Genomic and metabolomic study: metabolites can vary across a wide range of modifications, making them a complex system to accept as unique biomarkers. Using metabolic engineering could improve the situation by enhancing the synthesis of valuable therapeutic agents. Wang et al. presented a comparative review on plant miRNA biogenesis and degradation, encountering stability issues upon 3’ modifications and studied degradation upon translation [87]. Gao et al. developed a microRNA biosensor based on chemical ligation which involved the concept of electrochemistry for amplified detection [88]. They explained how Northern blots and cloning are the gold standard for microRNA validation; these assays are inappropriate because the consumption of RNA samples is a laborious phase. Subsequent high-throughput and sophisticated instrumentation with highly skilled technicians are necessary for quantification assays.
Electrochemical DNA interpretation involves the use of gold nanoparticles [89,90], the direct oxidation of guanine [91], DNA intercalations [92,93], DNA threading intercalators [94], etc., which were established in 1900 [11,95]. In addition, the sensitivity of metabolic studies alters with response to stress and toxicity investigations. The detection of nucleic acid by various means is an essential part of genomics studies. The use of electrochemical means to mark an effective biomarker involves the stepwise designing, synthesis, and characterization of probe molecules. Many reports have detailed the use of gold surfaces and nucleic acid motif functionalization in investigations of DNA bio-barcodes, DNA hairpins, aptamers, enzymes, etc. [96]. Functionalized sensors for nucleic acid targets focus on a diverse repertoire of chemical readout mechanisms. Commonly, modifications using chromophores, click chemistry reagents, biotin, etc., are vital components of probes. Approaches for the site-specific attachment of thiolated DNA probes are being developed independently.

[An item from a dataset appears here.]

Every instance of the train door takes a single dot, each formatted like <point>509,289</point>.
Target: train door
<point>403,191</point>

Transcriptomics: various biological and chemical amplification strategies are being upgraded using enzyme-amplified assays with minute quantities, without the need for PCR [97], such as Au–NP bilayer electrode systems [98], although electrochemical amplification strategies with electro-catalytic redox moieties [94] yielded quite an enhanced sensitivity. There is an ever-increasing demand to develop rapid, sensitive, and selective bioassay methods for various molecular diagnoses and the detection of infectious agents. Methylene blue is one such example of an end-labeled oligonucleotide used as a fluorophore/quencher that relates ‘on’ and ‘off’ stage switches based on the conformational state of methylene blue. The signal is directly proportional to the distance between the quencher and the fluorophone. The use of MB has been accepted in applications in molecular and cellular biology, pathogen detection, and biomedical diagnostics [99].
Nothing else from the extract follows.